# Time to Vote, October Pic of the Month.



## harrigab (Aug 21, 2011)

http://www.vizslaforums.com/index.php/topic,10360.0.html

same as always, no voting for your own pic. I'll list them in poll as they appear in the thread. If a member has posted 2 pics I'll list them as abc1 then abc2 if that makes sense,


----------



## texasred (Jan 29, 2012)

I'm having trouble deciding who to vote for this month.
Twice the pictures has made it tough.


----------



## Laika (Mar 3, 2013)

TR, I know what you mean. 

So many really good V pics this month, but it's a good dilemma to have


----------



## cooperman (Oct 26, 2010)

Very hard to choose this month. Too many great looking vs on here


----------



## harrigab (Aug 21, 2011)

Do you think we should go back to just the 1 pic?


----------



## OttosMama (Oct 27, 2011)

So many great photos! I kinda of like having 2. 

I must've skipped a whole page at one point because going through just now I saw a bunch I hadn't seen. 

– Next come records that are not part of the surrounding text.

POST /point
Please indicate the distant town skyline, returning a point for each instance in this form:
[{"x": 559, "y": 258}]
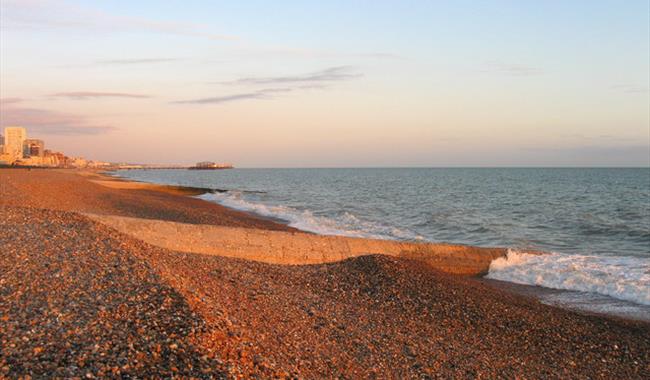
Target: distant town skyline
[{"x": 335, "y": 84}]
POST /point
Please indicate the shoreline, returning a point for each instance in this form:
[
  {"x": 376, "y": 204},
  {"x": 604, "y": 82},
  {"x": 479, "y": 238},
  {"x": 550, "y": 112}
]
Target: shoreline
[
  {"x": 362, "y": 316},
  {"x": 600, "y": 305}
]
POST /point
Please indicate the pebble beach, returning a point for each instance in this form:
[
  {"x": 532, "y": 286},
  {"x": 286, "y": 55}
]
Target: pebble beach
[{"x": 80, "y": 299}]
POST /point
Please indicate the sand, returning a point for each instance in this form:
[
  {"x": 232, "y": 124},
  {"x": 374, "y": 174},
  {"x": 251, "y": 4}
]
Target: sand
[{"x": 78, "y": 298}]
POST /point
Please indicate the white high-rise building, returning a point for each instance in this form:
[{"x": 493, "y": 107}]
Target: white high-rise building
[{"x": 14, "y": 139}]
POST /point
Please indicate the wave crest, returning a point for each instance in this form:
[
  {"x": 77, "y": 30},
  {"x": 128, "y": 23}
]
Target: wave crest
[{"x": 624, "y": 278}]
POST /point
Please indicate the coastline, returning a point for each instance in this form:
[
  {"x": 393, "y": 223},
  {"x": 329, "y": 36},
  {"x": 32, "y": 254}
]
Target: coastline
[{"x": 391, "y": 316}]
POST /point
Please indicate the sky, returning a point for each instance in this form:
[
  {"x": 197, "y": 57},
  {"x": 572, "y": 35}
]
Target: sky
[{"x": 331, "y": 83}]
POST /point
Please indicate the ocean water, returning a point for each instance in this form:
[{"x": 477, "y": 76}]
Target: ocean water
[{"x": 595, "y": 223}]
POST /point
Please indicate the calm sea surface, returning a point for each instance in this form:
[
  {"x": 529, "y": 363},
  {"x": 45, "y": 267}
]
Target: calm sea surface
[{"x": 597, "y": 220}]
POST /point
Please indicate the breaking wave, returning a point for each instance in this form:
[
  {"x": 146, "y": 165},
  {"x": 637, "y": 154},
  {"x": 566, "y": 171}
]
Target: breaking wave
[{"x": 624, "y": 278}]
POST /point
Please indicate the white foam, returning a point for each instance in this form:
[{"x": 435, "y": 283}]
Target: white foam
[
  {"x": 624, "y": 278},
  {"x": 345, "y": 225}
]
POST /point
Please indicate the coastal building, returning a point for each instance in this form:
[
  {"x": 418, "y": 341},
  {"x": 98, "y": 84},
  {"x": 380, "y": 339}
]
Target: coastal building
[
  {"x": 33, "y": 148},
  {"x": 14, "y": 139}
]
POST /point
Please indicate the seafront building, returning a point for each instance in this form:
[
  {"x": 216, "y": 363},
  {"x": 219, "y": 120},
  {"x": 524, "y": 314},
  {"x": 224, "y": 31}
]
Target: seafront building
[
  {"x": 14, "y": 139},
  {"x": 17, "y": 150},
  {"x": 33, "y": 148}
]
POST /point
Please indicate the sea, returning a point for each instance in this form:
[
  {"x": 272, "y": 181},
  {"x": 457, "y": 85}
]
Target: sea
[{"x": 593, "y": 223}]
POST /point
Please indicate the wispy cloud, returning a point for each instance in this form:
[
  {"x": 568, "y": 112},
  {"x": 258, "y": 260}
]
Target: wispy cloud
[
  {"x": 54, "y": 14},
  {"x": 512, "y": 69},
  {"x": 83, "y": 95},
  {"x": 317, "y": 80},
  {"x": 266, "y": 93},
  {"x": 630, "y": 88},
  {"x": 331, "y": 74},
  {"x": 47, "y": 122}
]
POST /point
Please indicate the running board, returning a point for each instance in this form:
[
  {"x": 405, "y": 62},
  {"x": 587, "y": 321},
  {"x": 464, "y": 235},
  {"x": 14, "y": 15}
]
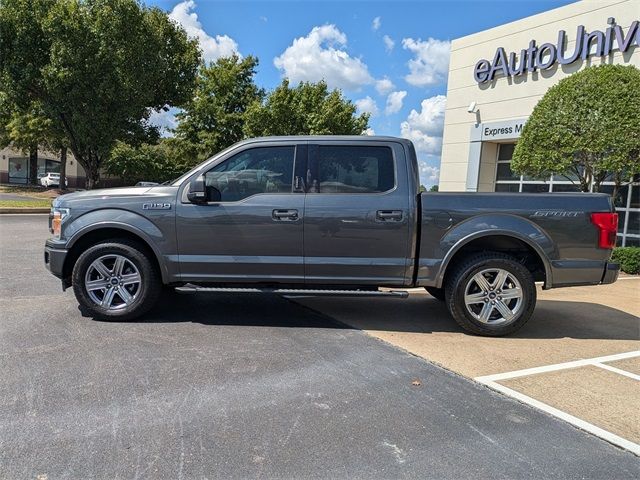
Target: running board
[{"x": 295, "y": 292}]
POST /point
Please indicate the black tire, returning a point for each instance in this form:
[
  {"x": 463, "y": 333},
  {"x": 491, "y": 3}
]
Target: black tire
[
  {"x": 461, "y": 278},
  {"x": 437, "y": 293},
  {"x": 143, "y": 295}
]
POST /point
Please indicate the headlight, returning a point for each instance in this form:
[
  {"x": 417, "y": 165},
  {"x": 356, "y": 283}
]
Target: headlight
[{"x": 56, "y": 217}]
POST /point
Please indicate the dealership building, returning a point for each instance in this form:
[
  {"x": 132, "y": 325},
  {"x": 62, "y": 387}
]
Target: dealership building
[
  {"x": 497, "y": 76},
  {"x": 14, "y": 167}
]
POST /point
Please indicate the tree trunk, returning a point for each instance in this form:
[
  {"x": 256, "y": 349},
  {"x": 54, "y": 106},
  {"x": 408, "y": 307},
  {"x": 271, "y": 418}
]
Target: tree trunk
[
  {"x": 63, "y": 168},
  {"x": 33, "y": 165},
  {"x": 93, "y": 174}
]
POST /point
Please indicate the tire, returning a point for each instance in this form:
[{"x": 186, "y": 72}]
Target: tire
[
  {"x": 486, "y": 311},
  {"x": 437, "y": 293},
  {"x": 116, "y": 280}
]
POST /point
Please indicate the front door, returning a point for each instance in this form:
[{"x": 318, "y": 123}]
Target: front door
[
  {"x": 254, "y": 233},
  {"x": 357, "y": 217}
]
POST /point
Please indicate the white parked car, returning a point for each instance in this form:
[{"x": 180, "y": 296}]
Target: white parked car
[{"x": 51, "y": 179}]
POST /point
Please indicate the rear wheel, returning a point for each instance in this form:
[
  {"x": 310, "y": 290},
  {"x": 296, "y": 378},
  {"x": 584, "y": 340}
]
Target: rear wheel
[
  {"x": 116, "y": 281},
  {"x": 490, "y": 294}
]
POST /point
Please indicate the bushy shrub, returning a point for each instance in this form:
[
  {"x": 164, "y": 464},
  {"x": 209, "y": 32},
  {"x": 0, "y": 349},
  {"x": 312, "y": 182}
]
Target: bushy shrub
[{"x": 628, "y": 258}]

SULIKO, that picture of Pacsi caught my eye! I was thinking, that's a different color for a vizsla! Then I looked down and thought, wait a second... That pair looks familiar! Nice shots!


----------



## texasred (Jan 29, 2012)

harrigab said:


> Do you think we should go back to just the 1 pic?


No 
2 is fine.


----------



## harrigab (Aug 21, 2011)

rift in the harrigab household :,,we all picked our two favourites (both by same member actually), Mrs H and Harrison picked one, myself and Gabriel picked the other....the other got the vote lol!


----------



## WillowyndRanch (Apr 3, 2012)

Some great pics! 

Though some are certainly of very high quality from a technical standpoint and posed/lighted expertly, I very much liked Joe C1's picture. A bit blurred yet even then shows the flying drool, extreme joyful enthusiasm and boundless Vizsla spirit. To me, that is a great V pic. Captured true to the breed and the moment. Well done.
Ken


----------



## Big Rick (Apr 14, 2009)

Does voting for the October pic really close on 8/11/2013?


----------



## einspänner (Sep 8, 2012)

Well we Americans would write it as 11/8/13, but yes looks like voting closes next Friday.


----------



## Suliko (Sep 17, 2011)

*OttosMama*, thank you so much! I reaaaally love Otto's points - so tense! 8) 

This is so hard....the voting part! Love to look at all of the pictures! But I've made my choice


----------



## harrigab (Aug 21, 2011)

Big said:


> Does voting for the October pic really close on 8/11/2013?


it does Big Rick, I leave voting poll open for a week after the end of the monthly comp.


----------



## harrigab (Aug 21, 2011)

Well looks like I picked right member but wrong pic , Well done Einspanner on winning October Pic of the Month, and well done to everyone that entered and voted ;D


----------



## einspänner (Sep 8, 2012)

Thanks everyone! How nice to come back home after an amazing trip to a wiggly puppy and this news. I am very honored to win with such strong competition. I told Scout if she won, I would give her an exclusive modeling contract, so expect to see more of her soon.


----------



## Darcy1311 (May 27, 2012)

Congratulations on winning the October Pic of the month Einspanner ;D a worthy winner...


----------